Mills made it emphatically clear that as a group they were not going to glorify that “rubbish of a report” by responding officially to it.
In a sharp reaction, Prof. Mills' close contender for the 2008 NDC flagbearer ticket, said he earlier refused to make any comment about the report because he had not read the full report of the CDD, adding that people should not get heated about the report.
“What I think people should do was to get the full report and take what you want rather than to pick and choose.”
The MP, who averred that he had an encounter with the CDD when he criticized its report sometime back, by taking issues based on the findings that were put into the public domain without reading the full report, indicated that until the full report was read no appreciation or no objective analysis would be made.
“It is only after you have read the full report in full that you would get the full appreciation of what was actually done. It makes it easier to speak from an informed position after reading the full report.”
John Mahama, one of the potential presidential candidates for the NDC in the next general elections, called on the CDD to create a platform to accommodate all sorts of criticism, just as it happened in Nairobi recently.
v According to him, when an organization in Nairobi came out with a survey to rate the government high, the ministers were pleased but when another report came out which rated the government low, the ministers were up in arms with the organization and condemned the report.
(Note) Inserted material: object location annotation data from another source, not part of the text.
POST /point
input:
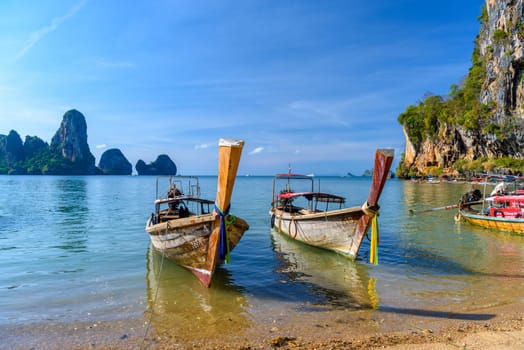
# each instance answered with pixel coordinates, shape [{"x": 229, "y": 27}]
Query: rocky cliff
[
  {"x": 70, "y": 141},
  {"x": 113, "y": 162},
  {"x": 482, "y": 118},
  {"x": 163, "y": 165},
  {"x": 69, "y": 154}
]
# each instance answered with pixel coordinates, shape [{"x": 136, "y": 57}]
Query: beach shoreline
[{"x": 487, "y": 328}]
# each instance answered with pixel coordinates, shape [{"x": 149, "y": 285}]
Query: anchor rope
[
  {"x": 223, "y": 242},
  {"x": 375, "y": 239},
  {"x": 155, "y": 297}
]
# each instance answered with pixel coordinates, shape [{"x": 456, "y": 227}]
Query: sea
[{"x": 74, "y": 251}]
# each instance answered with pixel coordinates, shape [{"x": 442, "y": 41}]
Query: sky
[{"x": 315, "y": 85}]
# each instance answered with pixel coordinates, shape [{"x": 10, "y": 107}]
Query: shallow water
[{"x": 74, "y": 249}]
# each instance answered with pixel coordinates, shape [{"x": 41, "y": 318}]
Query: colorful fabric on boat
[{"x": 223, "y": 242}]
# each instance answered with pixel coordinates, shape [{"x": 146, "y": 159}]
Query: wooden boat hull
[
  {"x": 499, "y": 223},
  {"x": 340, "y": 230},
  {"x": 329, "y": 275},
  {"x": 335, "y": 230},
  {"x": 186, "y": 241}
]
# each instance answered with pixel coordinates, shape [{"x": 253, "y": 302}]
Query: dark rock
[
  {"x": 163, "y": 165},
  {"x": 33, "y": 145},
  {"x": 14, "y": 148},
  {"x": 113, "y": 162}
]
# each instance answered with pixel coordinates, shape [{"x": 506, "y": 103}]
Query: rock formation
[
  {"x": 113, "y": 162},
  {"x": 163, "y": 165},
  {"x": 70, "y": 141},
  {"x": 492, "y": 128}
]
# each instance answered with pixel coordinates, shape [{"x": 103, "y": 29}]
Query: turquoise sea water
[{"x": 74, "y": 249}]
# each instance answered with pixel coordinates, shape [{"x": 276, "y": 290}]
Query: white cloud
[
  {"x": 115, "y": 64},
  {"x": 257, "y": 150},
  {"x": 37, "y": 35}
]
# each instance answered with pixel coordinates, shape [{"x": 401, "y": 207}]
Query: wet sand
[{"x": 500, "y": 327}]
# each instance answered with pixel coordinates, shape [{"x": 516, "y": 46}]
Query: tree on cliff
[{"x": 482, "y": 118}]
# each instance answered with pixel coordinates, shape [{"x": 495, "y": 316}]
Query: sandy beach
[{"x": 498, "y": 327}]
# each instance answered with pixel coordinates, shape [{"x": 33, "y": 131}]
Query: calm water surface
[{"x": 74, "y": 249}]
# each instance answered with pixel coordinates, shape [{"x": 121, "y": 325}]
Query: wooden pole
[{"x": 229, "y": 152}]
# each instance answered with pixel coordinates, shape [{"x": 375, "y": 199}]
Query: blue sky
[{"x": 317, "y": 84}]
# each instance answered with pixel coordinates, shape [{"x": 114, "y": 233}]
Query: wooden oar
[
  {"x": 446, "y": 207},
  {"x": 229, "y": 152},
  {"x": 383, "y": 160}
]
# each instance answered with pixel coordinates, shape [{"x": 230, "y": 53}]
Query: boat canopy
[
  {"x": 318, "y": 196},
  {"x": 515, "y": 198}
]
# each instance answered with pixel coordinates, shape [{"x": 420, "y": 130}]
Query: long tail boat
[
  {"x": 504, "y": 212},
  {"x": 196, "y": 233},
  {"x": 337, "y": 228}
]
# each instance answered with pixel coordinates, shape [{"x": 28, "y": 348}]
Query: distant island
[{"x": 69, "y": 154}]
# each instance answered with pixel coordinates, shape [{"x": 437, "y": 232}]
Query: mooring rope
[
  {"x": 223, "y": 242},
  {"x": 373, "y": 249},
  {"x": 148, "y": 327}
]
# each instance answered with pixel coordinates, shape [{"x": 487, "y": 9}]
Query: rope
[
  {"x": 155, "y": 296},
  {"x": 373, "y": 249},
  {"x": 223, "y": 242}
]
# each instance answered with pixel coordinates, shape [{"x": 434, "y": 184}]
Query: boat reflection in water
[
  {"x": 186, "y": 310},
  {"x": 334, "y": 280}
]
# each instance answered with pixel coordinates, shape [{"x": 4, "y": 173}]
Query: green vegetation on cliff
[
  {"x": 462, "y": 107},
  {"x": 443, "y": 130}
]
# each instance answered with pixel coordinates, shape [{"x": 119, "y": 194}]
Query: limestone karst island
[
  {"x": 69, "y": 154},
  {"x": 479, "y": 126}
]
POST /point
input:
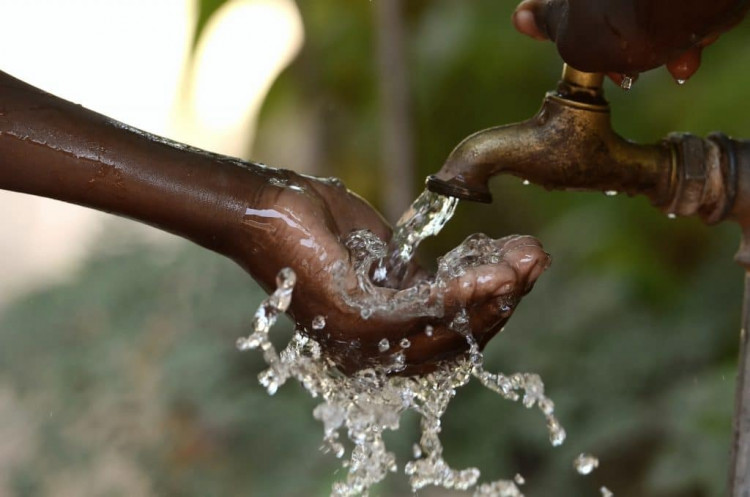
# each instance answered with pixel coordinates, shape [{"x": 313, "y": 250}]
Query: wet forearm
[{"x": 53, "y": 148}]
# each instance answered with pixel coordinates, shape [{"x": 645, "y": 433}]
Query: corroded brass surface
[{"x": 568, "y": 144}]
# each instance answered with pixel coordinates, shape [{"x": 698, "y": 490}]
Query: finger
[
  {"x": 525, "y": 20},
  {"x": 525, "y": 255},
  {"x": 684, "y": 66}
]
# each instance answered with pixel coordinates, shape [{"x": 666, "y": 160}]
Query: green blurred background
[{"x": 125, "y": 380}]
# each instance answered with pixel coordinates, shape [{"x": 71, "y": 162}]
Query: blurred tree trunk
[{"x": 397, "y": 137}]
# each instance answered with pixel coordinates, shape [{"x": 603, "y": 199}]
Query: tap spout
[{"x": 569, "y": 144}]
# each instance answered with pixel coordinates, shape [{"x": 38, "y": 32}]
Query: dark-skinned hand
[
  {"x": 302, "y": 223},
  {"x": 626, "y": 37}
]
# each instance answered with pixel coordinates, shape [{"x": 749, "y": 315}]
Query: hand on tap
[{"x": 626, "y": 37}]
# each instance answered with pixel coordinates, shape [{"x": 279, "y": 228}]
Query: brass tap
[{"x": 570, "y": 144}]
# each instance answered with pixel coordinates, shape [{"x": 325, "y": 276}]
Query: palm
[{"x": 366, "y": 324}]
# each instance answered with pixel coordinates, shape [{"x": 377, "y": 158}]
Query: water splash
[
  {"x": 372, "y": 401},
  {"x": 364, "y": 405},
  {"x": 426, "y": 217},
  {"x": 585, "y": 464}
]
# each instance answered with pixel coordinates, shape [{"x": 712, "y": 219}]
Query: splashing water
[
  {"x": 585, "y": 464},
  {"x": 371, "y": 401},
  {"x": 426, "y": 217}
]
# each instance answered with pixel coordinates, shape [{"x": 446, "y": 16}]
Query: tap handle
[{"x": 584, "y": 87}]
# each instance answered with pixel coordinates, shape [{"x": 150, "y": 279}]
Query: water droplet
[
  {"x": 242, "y": 344},
  {"x": 380, "y": 396},
  {"x": 319, "y": 322},
  {"x": 557, "y": 433},
  {"x": 416, "y": 451},
  {"x": 286, "y": 279},
  {"x": 585, "y": 464}
]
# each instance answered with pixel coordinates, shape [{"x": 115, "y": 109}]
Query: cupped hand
[
  {"x": 626, "y": 37},
  {"x": 320, "y": 229}
]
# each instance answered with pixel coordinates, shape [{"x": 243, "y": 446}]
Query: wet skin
[
  {"x": 630, "y": 36},
  {"x": 262, "y": 218}
]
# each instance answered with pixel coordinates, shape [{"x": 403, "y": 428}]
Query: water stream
[{"x": 364, "y": 405}]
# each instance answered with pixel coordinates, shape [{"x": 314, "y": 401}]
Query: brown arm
[{"x": 53, "y": 148}]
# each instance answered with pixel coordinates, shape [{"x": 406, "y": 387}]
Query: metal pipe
[{"x": 570, "y": 145}]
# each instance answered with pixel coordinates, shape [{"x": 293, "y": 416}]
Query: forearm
[{"x": 53, "y": 148}]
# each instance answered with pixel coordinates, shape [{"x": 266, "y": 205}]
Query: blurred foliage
[{"x": 126, "y": 381}]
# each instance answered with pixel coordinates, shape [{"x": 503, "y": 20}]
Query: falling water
[
  {"x": 426, "y": 217},
  {"x": 365, "y": 404}
]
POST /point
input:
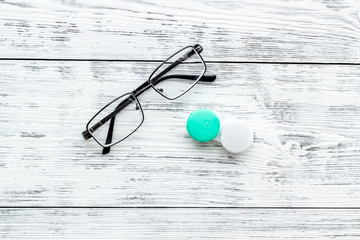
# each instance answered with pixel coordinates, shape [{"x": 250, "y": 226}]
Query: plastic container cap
[
  {"x": 236, "y": 136},
  {"x": 203, "y": 125}
]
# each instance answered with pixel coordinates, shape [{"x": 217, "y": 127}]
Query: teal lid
[{"x": 203, "y": 125}]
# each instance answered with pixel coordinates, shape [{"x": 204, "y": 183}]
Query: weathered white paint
[
  {"x": 305, "y": 119},
  {"x": 229, "y": 30},
  {"x": 179, "y": 224}
]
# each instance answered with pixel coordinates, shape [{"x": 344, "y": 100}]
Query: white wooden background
[{"x": 290, "y": 68}]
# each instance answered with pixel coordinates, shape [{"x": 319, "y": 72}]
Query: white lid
[{"x": 236, "y": 136}]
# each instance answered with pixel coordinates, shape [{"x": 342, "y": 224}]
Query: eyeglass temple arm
[{"x": 142, "y": 88}]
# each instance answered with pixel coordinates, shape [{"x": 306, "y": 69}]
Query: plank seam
[
  {"x": 159, "y": 61},
  {"x": 175, "y": 207}
]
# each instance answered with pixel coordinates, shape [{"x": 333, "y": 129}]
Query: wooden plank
[
  {"x": 246, "y": 30},
  {"x": 305, "y": 118},
  {"x": 178, "y": 224}
]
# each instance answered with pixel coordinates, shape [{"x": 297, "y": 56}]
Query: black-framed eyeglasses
[{"x": 124, "y": 115}]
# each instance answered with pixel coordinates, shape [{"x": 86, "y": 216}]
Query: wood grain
[
  {"x": 306, "y": 149},
  {"x": 229, "y": 30},
  {"x": 178, "y": 224}
]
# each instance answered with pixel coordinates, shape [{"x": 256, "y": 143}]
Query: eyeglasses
[{"x": 124, "y": 115}]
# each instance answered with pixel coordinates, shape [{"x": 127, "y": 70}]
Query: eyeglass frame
[{"x": 87, "y": 134}]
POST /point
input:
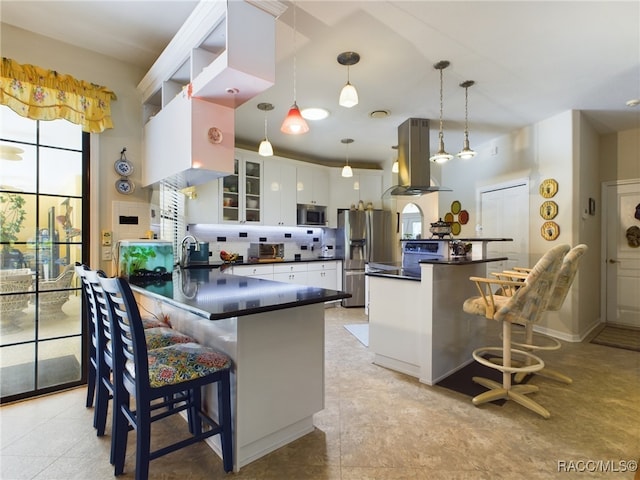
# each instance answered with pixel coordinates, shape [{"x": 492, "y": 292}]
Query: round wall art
[
  {"x": 548, "y": 188},
  {"x": 550, "y": 230},
  {"x": 549, "y": 210}
]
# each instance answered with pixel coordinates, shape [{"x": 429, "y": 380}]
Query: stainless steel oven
[{"x": 415, "y": 250}]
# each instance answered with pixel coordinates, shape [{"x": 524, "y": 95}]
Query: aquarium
[{"x": 145, "y": 261}]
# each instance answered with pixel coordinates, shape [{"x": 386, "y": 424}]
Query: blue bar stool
[
  {"x": 156, "y": 337},
  {"x": 164, "y": 381}
]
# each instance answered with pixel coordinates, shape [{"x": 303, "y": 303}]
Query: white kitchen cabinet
[
  {"x": 189, "y": 113},
  {"x": 176, "y": 142},
  {"x": 322, "y": 274},
  {"x": 365, "y": 186},
  {"x": 279, "y": 193},
  {"x": 241, "y": 192},
  {"x": 204, "y": 208},
  {"x": 291, "y": 273},
  {"x": 312, "y": 185}
]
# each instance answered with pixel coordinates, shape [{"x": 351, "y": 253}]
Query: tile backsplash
[{"x": 306, "y": 242}]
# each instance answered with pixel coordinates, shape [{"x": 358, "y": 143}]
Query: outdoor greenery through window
[{"x": 43, "y": 168}]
He said, “What I think we should do is to pick up the report and take the parts that are positive and look at what we can do about working on the negatives. As soon as you ensure that the methodology had been well done and it gave indications about the sample size, which is within the full report, you can use that to surmise that this has been scientifically done. If it has not been scientifically done, then you take out parts of the report that you think are very instructive.”
Mr. Mahama said the survey which was done in March, this year, was the reflection of the general elections held in 2004, adding that if the survey was to be conducted today, the indications would be different, taking the effects of the fuel price hikes into consideration.
On his beef about the CDD's survey, John Mahama said, “My point was that the findings of the CDD reinforce the results of 2004. It was not necessary to include the question of where would people vote. With the inclusion of that question, it diverts the attention from the real facts. This is because people would pick and choose the juicy parts of the report that they would want to concentrate.”
Touching on corruption, he said it was virtually impossible to measure it, saying it was easier to measure perceptions of corruption since corrupt activities, which are criminal, were done in secrecy.
In order to have a fair, balance report, Hon. Mahama urged the CDD to segment the reports so that all aspects of it could be well covered instead of releasing all at the same time, while others try to pick and choose and eventually condemn it.
Mr. Mahama stood in for Prof. Mills, when Nana Akomea, the former Minister of Communications, had decided to go to town on Prof's personality by condemning the report on Metro TV.
According to him, it was a newspaper that attributed the story to Prof, saying it would be unfair to attack the personality of Prof. Mills.